Se il segnale è stato mandato, ora sotto il cavallo morente e a palazzo Chigi aspettano un riscontro. E c’è già chi mormora che le opposizioni non siano poi così unite. Diverse voci attribuiscono al Movimento l’ambizione inconfessabile del Tg3: un desiderio che significherebbe intestarsi l’intero pacchetto, visto che nessuno allo stato attuale riesce a immaginarsi la redazione separata da Mario Orfeo. Una via più praticabile invece potrebbe essere quella della direzione di Rainews: lì c’è Paolo Petrecca in scadenza a fine novembre. Andrà trovato un sostituto, e tutto sommato i meloniani non sono così dispiaciuti di lasciare una redazione che a taccuini chiusi qualcuno non esita a definire «un centro sociale».

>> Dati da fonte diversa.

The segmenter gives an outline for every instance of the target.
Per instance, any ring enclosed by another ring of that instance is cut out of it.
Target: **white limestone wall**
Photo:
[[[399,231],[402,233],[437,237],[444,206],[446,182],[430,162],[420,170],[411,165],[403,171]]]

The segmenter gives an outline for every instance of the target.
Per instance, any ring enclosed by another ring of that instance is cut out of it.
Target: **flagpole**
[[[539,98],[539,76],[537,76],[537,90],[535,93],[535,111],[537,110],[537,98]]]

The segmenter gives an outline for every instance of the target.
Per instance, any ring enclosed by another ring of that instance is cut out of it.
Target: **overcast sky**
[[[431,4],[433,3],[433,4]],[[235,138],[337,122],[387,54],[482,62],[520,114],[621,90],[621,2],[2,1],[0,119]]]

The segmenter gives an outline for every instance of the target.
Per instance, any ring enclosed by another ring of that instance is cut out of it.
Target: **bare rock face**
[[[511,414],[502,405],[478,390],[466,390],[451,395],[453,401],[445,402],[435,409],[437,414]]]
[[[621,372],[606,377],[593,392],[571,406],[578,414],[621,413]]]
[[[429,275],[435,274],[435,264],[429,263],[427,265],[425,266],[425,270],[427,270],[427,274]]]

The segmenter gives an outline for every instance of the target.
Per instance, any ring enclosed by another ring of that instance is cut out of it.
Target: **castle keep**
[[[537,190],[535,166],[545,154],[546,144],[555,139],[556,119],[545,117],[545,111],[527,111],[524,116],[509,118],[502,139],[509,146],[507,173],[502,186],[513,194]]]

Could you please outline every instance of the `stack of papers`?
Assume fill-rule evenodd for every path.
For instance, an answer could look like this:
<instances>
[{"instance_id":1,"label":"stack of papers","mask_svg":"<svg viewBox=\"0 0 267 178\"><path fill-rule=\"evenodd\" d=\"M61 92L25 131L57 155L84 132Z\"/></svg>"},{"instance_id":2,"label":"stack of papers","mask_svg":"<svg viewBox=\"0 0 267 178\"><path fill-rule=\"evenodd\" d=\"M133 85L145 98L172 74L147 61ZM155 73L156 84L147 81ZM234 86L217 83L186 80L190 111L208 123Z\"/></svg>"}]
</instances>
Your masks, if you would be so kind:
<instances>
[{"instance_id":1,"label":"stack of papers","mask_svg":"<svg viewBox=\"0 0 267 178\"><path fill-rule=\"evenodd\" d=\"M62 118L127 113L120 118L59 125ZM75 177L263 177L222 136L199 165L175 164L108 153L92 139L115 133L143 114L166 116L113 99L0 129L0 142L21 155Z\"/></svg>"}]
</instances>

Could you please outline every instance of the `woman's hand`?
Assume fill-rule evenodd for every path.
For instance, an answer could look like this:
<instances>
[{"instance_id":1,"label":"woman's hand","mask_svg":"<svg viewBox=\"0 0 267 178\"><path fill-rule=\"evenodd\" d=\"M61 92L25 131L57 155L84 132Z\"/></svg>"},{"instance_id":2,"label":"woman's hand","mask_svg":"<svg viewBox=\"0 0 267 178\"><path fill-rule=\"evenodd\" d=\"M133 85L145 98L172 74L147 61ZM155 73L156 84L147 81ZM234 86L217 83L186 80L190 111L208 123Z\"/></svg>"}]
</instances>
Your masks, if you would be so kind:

Ufficialmente, però, i canali della trattativa sono ancora chiusi. «Certo, mancano dieci giorni al 26, che in politica sono un’eternità». Tutto si può aggiustare, insomma: «Ma gli accordi sono tra partiti, nessuno tratta con Mazzini». Tradotto, il patto andrebbe siglato tra Giorgia Meloni e Giuseppe Conte, che potrebbe a un certo punto – magari quando i riflettori sulle nomine di viale Mazzini si saranno abbassati – fornire i due voti di cui c’è ancora bisogno in commissione di Viglianza per eleggere Agnes. E allora “Telemeloni” sarebbe completa.
Anche se la linea da contrapporre alle accuse di occupazione è sempre la stessa: «Telemeloni non esiste. Il miglior rispetto che possiamo avere anche nei confronti del governo è dimostrare che possiamo lavorare liberamente» dice il direttore Cinema e Serie tv Adriano De Maio (attribuito all’area pentastellata) presentando la nuova stagione. Bruno Vespa si era lamentato del traino dei film che ha scelto: «Un concetto che non esiste più».
Quel che esiste, invece, è il tempo che scorre: l’azienda ha bisogno di una guida, qualcuno al timone. «Nessuno si prende la responsabilità di una firma per nulla che sia fuori dall’ordinario, non riusciamo neanche a far partire i programmi» raccontano da viale Mazzini. Ora il traguardo sembra a portata, perfino quello di completare il mosaico della governance con il tassello della presidente.